2.634 ... Kat Mülkiyeti Kanunu'nun 3 üncü maddesi
3. Değerlendirme
1.Bölge adliye mahkemelerinin nihai kararlarının bozulması 6100 ... Kanun'un 371 inci maddesinde yer alan sebeplerden birinin varlığı hâlinde mümkündür.
2. Dava konusu ana gayrimenkulde 1984 tarihinde kat irtifakı 2009 yılında ise kat mülkiyetinin tesis edildiği hususunda uyuşmazlık yoktur.
3. Taşınmaza ait kat mülkiyeti ve kat irtifakı tesisi belgeleri birlikte değerlendirildiğinde davanın reddine karar verilmesi yerindedir.

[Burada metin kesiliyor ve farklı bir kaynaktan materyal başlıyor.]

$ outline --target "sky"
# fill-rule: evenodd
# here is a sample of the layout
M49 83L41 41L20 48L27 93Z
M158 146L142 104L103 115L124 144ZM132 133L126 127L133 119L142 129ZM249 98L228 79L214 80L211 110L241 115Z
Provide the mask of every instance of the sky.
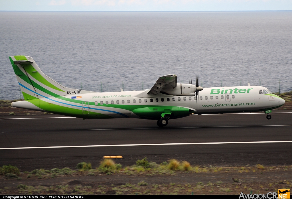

4. Temyizen incelenen karar, tarafların karşılıklı iddia ve savunmalarına, dayandıkları belgelere, uyuşmazlığa uygulanması gereken hukuk kuralları ile hukuki ilişkinin nitelendirilmesine, dava şartlarına, yargılama ve ispat kuralları ile kararda belirtilen gerekçelere göre usul ve kanuna uygun olup, temyiz dilekçesinde ileri sürülen nedenler kararın bozulmasını gerektirecek nitelikte görülmemiştir.
VI. KARAR
Açıklanan sebeplerle;
Davacılar ve davalı ... vekillerinin yerinde bulunmayan temyiz itirazlarının reddiyle usul ve kanuna uygun Bölge Adliye Mahkemesi kararının 6100 ... Kanun’un 370 inci maddesinin birinci fıkrası uyarınca ONANMASINA,
Davacılardan ve davalı ...'den peşin alınan temyiz harçlarının Hazineye irat kaydedilmesine,
Dosyanın İlk Derece Mahkemesine, kararın bir örneğinin Bölge Adliye Mahkemesine gönderilmesine,
13.12.2023 tarihinde oy birliğiyle karar verildi.